Generalized Fermi-Dirac functions and derivatives: properties and evaluation. Z. Gong, L. Zejda, W. Dappen, J.M. Aparicio.

PROGRAM SUMMARY
Title of program: GFD_D3
Catalogue identifier: ADNX
Ref. in CPC: 136(2001)294
Distribution format: tar gzip file
Operating system: Solaris 5.6, Linux (Red Hat 5.2), IRIX 64
Number of lines in distributed program, including test data, etc: 1274
Keywords: Fermi-Dirac functions, Equation of state, Electron gas, Numeric method, Astrophysics plasma, Stellar evolution, General purpose.
Programming language used: Fortran
Computer: Sun E4500/E5500 , Compaq DEC Alpha , SGI Origin 2000 , HP Convex Exemplar , Cray SV1-1A/16-8 , AMD K6 PC , IBM SP2 .

Nature of problem:
Provide numerical method to evaluate generalized Fermi-Dirac functions and their derivatives with respect to eta and beta up to third order.

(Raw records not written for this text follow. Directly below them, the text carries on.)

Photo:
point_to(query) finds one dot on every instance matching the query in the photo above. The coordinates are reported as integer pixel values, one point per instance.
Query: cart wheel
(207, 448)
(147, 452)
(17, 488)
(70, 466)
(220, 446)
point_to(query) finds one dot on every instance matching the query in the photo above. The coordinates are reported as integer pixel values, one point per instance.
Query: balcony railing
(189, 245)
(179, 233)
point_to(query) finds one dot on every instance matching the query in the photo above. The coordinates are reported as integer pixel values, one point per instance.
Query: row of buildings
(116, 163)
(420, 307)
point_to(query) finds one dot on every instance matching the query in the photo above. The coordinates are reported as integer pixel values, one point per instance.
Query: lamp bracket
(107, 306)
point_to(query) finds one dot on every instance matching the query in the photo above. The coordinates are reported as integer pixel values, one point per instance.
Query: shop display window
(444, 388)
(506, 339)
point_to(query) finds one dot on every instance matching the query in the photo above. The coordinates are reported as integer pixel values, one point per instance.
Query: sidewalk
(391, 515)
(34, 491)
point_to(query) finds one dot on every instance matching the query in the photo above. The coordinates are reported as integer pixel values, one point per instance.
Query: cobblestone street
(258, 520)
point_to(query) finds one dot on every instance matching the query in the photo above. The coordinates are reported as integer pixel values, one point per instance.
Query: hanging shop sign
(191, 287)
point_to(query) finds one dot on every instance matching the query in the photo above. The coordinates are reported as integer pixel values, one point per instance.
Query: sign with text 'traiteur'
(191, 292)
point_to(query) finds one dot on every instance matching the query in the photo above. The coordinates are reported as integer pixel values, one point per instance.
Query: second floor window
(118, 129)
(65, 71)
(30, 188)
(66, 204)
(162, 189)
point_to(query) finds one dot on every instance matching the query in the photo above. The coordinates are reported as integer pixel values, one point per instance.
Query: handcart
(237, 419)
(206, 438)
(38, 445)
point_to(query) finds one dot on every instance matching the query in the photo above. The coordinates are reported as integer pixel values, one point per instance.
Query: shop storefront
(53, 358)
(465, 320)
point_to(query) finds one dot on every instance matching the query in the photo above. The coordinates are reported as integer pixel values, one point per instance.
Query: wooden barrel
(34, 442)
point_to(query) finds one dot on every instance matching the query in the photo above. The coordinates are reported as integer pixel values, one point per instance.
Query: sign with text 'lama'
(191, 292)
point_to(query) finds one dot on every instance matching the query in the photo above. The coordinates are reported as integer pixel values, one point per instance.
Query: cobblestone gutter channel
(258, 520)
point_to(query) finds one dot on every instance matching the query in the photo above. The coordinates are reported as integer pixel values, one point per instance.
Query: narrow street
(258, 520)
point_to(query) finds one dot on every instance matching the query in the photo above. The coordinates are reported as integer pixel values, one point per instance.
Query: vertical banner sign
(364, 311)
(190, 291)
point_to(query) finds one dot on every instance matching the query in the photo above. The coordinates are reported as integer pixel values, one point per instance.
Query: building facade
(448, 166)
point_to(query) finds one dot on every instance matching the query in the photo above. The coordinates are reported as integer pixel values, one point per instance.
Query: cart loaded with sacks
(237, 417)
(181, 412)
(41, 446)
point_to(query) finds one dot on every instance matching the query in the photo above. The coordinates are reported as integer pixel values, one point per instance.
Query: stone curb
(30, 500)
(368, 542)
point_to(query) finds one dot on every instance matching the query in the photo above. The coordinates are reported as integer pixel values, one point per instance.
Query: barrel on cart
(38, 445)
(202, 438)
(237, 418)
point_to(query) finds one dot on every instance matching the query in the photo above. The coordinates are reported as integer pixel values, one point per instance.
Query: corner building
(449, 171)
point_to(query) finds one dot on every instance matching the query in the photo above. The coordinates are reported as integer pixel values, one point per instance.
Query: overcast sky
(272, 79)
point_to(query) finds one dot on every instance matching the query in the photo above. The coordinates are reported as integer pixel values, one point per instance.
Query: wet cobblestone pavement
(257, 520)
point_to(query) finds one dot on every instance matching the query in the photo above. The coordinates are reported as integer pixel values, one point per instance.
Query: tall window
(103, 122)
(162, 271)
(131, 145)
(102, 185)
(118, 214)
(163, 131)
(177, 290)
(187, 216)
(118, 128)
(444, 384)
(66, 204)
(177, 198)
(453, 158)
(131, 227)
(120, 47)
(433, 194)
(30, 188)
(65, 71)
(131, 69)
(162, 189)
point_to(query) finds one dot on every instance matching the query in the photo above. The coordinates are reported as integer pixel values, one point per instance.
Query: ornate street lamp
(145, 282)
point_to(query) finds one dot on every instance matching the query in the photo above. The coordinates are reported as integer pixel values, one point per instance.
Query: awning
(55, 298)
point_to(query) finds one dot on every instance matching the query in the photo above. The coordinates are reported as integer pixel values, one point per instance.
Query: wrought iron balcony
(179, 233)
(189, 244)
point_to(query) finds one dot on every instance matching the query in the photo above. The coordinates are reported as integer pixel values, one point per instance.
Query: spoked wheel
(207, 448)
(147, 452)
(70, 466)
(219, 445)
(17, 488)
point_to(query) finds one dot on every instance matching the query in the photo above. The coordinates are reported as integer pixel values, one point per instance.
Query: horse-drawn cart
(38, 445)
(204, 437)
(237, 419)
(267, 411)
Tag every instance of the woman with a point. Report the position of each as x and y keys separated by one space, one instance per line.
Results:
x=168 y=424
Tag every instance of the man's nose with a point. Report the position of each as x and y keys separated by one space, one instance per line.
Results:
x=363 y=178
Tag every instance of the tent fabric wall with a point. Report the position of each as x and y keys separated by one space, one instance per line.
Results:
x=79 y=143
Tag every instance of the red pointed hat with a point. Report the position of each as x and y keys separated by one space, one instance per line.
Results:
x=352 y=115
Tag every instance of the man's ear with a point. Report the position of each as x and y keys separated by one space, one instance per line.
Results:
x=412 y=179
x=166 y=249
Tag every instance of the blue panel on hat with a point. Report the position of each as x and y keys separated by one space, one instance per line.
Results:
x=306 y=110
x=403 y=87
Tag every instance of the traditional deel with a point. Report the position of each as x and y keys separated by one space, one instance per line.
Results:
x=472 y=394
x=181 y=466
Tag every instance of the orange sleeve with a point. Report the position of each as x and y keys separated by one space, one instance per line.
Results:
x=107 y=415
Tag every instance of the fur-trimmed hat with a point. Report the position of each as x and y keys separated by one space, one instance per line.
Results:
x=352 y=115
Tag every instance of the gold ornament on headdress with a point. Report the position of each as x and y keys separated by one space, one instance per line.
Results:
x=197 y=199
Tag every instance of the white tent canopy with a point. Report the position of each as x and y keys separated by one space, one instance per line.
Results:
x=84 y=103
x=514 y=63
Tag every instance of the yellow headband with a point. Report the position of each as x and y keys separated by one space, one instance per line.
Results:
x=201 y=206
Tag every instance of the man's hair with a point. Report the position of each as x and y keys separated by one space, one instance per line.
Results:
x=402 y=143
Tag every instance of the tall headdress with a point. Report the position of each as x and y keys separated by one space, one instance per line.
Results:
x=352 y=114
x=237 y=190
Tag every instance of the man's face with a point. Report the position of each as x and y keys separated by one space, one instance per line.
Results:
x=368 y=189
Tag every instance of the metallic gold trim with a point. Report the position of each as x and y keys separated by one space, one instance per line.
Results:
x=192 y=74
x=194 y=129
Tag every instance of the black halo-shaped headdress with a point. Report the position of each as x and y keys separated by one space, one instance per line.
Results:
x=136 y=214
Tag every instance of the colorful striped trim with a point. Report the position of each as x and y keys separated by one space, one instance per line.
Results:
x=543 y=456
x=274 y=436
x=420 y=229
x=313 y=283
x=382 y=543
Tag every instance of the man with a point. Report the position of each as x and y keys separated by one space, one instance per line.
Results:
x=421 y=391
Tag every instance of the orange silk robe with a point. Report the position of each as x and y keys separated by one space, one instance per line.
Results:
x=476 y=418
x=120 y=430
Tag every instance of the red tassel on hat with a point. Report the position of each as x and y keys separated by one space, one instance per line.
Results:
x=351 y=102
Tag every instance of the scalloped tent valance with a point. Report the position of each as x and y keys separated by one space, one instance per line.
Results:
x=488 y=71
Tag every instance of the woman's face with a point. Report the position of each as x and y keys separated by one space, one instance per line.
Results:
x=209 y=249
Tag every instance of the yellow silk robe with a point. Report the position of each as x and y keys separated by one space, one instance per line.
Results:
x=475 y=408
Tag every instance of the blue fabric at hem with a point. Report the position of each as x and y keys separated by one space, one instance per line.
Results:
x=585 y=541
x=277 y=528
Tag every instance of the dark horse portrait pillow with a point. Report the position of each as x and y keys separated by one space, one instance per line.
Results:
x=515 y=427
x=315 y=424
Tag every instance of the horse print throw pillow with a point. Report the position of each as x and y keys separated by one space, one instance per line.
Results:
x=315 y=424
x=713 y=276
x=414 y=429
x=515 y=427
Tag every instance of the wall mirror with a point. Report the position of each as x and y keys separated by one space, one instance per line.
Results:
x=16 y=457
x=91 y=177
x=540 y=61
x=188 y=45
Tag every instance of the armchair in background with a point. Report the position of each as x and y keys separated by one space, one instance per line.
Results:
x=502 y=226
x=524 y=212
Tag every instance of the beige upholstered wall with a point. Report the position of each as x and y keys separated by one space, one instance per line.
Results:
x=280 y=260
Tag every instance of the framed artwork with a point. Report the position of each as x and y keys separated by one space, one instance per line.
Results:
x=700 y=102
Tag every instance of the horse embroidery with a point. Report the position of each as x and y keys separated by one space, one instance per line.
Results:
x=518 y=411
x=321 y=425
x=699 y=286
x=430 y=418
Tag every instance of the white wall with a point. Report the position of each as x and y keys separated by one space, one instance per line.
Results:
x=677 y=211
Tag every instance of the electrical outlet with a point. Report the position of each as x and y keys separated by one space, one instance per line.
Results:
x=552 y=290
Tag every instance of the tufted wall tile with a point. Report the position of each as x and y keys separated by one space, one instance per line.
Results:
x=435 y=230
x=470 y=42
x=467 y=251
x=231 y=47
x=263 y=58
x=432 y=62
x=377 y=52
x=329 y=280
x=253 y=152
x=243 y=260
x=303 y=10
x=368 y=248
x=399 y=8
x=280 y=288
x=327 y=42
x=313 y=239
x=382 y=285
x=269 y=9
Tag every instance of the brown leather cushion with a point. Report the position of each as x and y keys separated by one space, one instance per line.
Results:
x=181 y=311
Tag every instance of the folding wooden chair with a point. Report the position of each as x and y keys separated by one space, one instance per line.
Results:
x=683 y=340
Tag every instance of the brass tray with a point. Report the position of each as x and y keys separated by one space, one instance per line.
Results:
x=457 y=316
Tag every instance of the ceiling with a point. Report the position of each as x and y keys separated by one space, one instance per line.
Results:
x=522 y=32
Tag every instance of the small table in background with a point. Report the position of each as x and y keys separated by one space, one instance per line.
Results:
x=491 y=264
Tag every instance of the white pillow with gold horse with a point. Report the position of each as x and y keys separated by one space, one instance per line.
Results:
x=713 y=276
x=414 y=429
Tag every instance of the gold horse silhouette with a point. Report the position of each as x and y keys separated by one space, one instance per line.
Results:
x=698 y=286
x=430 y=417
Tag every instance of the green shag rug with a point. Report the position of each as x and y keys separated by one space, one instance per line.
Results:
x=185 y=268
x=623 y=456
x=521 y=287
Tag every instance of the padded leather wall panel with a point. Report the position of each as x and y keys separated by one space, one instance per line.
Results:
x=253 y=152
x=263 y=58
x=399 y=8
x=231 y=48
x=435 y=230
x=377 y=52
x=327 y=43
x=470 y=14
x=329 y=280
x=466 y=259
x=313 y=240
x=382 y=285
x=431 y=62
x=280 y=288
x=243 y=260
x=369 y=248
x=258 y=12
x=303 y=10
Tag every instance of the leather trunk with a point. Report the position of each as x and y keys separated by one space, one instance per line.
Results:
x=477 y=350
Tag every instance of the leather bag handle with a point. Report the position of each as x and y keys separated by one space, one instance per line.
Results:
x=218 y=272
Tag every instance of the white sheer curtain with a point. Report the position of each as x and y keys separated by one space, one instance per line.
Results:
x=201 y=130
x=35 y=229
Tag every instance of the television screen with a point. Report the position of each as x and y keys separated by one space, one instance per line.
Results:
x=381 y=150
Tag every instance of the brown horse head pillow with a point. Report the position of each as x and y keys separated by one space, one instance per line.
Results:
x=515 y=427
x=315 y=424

The results are important for a highly accurate calculation of thermodynamic quantities of an electron gas with partial degeneracy and relatively high temperatures with very high order of accuracy.

Method of solution:
Following the scheme proposed by Aparicio [1], the generalized Fermi-Dirac integration is split into four optimized regions. Gauss-Legendre quadrature is used in the first three pieces, and Gauss-Laguerre quadrature in the last part when the e^-x term in the integrand dominates. Different break points are individually chosen for each eta derivative.

Typical running time:
Less than 1 ms for each data point on a DEC Alpha station with a 533 MHz CPU in double precision.